Still, pursuing an entire project of such performances was something entirely new to O'Connell. "I recorded one a cappella song on an earlier album," she recalls, "and there were moments on other projects where I'd sing a verse or so by myself, and then the band would kick in. Sometimes, in concert, if the audience was especially receptive or if the room had a wonderful sound, or if the power went out, I'd walk out in front of the microphone and sing. But it was always something added-on -- it had not been the central focus, until now."

Captured in the studio by engineer and co-producer Gary Paczosa with riveting clarity and focus, Naked With Friends is a disarmingly intimate experience.
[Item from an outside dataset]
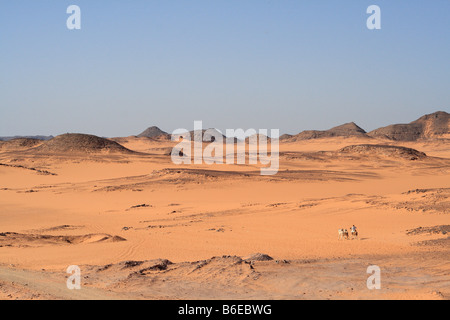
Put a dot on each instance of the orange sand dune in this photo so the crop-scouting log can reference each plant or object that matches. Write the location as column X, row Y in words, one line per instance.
column 188, row 214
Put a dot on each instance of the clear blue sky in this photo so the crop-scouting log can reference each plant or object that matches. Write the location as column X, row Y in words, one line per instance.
column 292, row 65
In the absence of instrumentation, the usual trappings and signposts that often define a song's style and mood dissolve. It is O'Connell's burnished alto -- a full yet vulnerable and aching sound -- that is charged with conveying everything the song has to say. "My intention," she explains, "was just to sing the song clearly. I just wanted to be there to serve the song, rather than to show off a particular vocal style."

In this unforgiving setting, so much depends on the song. Over two years, O'Connell and the infinitely patient Paczosa recorded over thirty, and were surprised to discover that some very good songs could not survive the transition from a full band setting. "I'd record a song and listen back to it," O'Connell says, "just to see what the song sounded like. I wasn't really listening to me -- I was listening to the song. Once we knew what the material was going to be, the rest wasn't that hard. Once you get the rhythm of the tune into your body, it's really quite easy." Recording in Paczosa's home studio also gave O'Connell the luxury of working away from the clock. "I could just go there when I felt like singing. If I didn't feel like singing, or if I felt like stopping, I wouldn't sing anymore."
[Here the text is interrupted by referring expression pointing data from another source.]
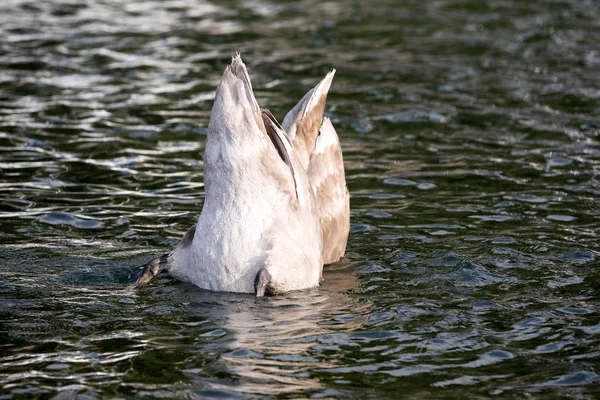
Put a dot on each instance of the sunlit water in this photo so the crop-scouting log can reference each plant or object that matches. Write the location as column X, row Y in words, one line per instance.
column 471, row 140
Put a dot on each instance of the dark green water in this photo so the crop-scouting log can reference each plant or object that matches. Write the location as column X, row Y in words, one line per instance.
column 471, row 139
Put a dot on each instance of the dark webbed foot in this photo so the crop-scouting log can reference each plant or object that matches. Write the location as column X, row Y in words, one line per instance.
column 150, row 270
column 261, row 282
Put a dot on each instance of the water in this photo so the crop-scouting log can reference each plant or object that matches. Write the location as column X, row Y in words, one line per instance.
column 471, row 139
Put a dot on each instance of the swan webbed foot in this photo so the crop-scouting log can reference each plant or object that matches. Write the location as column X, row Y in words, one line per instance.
column 261, row 282
column 151, row 269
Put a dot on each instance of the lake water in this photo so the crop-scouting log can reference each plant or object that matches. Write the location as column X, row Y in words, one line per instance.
column 471, row 137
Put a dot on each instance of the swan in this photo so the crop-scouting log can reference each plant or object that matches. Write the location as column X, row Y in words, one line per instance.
column 276, row 205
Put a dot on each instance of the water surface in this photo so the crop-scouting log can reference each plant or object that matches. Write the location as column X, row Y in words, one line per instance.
column 471, row 141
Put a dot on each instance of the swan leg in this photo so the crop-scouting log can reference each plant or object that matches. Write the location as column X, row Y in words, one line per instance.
column 150, row 270
column 261, row 282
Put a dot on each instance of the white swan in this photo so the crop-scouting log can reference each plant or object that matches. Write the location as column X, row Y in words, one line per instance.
column 276, row 205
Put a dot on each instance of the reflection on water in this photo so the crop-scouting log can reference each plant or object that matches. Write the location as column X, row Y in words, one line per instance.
column 470, row 134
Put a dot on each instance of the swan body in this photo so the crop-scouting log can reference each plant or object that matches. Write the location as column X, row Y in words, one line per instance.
column 276, row 205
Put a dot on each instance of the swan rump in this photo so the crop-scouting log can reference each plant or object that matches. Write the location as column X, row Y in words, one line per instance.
column 276, row 206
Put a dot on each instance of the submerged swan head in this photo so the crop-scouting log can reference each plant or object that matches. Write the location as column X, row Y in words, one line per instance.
column 276, row 205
Featuring five traditional tunes in both English and Irish alongside songs by such writers as Darrell Scott, Janis Ian, Joan Armatrading, Elvis Costello, and Holly Near, Naked With Friends reflects O'Connell's longstanding commitment to seeking out powerful songwriting, regardless of genre. One of four sisters, O'Connell grew up in a musical household to the strains of her mother's record collection, which consisted mostly of parlor songs and light opera. She began singing in local folk clubs, eventually forming a partnership with guitarist Mike Hanrahan and performing a mix of contemporary folk and American country music. In 1980 she joined the Celtic group De Dannan, and went on to be featured on their breakthrough 1981 album The Star Spangled Molly.
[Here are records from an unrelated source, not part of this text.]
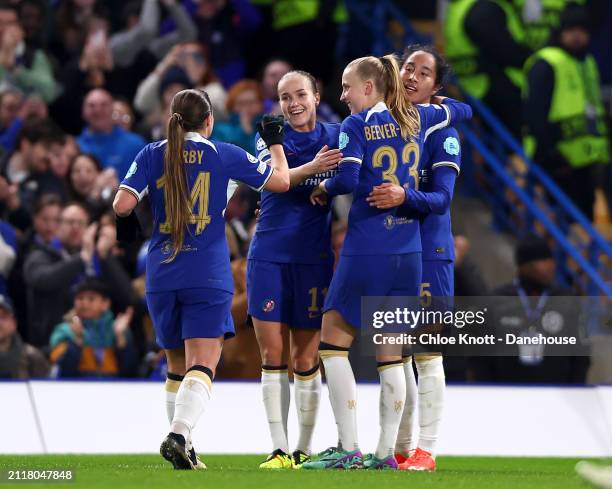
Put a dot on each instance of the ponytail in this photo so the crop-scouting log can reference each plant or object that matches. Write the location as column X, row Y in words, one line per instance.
column 385, row 74
column 176, row 191
column 402, row 110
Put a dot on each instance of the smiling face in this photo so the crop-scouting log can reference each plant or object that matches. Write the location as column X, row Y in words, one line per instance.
column 419, row 77
column 298, row 101
column 355, row 91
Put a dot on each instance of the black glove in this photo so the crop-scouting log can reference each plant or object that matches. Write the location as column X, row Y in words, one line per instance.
column 128, row 229
column 271, row 129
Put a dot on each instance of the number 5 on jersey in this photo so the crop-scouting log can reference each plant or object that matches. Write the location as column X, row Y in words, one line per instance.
column 198, row 198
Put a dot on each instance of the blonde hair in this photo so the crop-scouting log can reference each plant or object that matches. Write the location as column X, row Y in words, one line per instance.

O'Connell's restless muse could not be safely contained under the banner of Celtic music, and she soon discovered both an interest in and affinity for progressive American roots music. Following her self-titled solo debut in 1983, she collaborated with Béla Fleck (then of the NewGrass Revival) on 1988's Just In Time, which inaugurated a string of albums marked by O'Connell's tasteful, moving interpretations of songs spanning many traditions and authors. She recorded three acclaimed albums for Warner Bros. (including the Grammy-nominated Helpless Heart), before moving to Joe Boyd's Hannibal imprint and then to Sugar Hill, for whom she made the rattling, guitar driven Walls and Windows (produced by Ray Kennedy) and the more introspective Don't I Know, the fourth O'Connell album to produced by dobro maverick Jerry Douglas.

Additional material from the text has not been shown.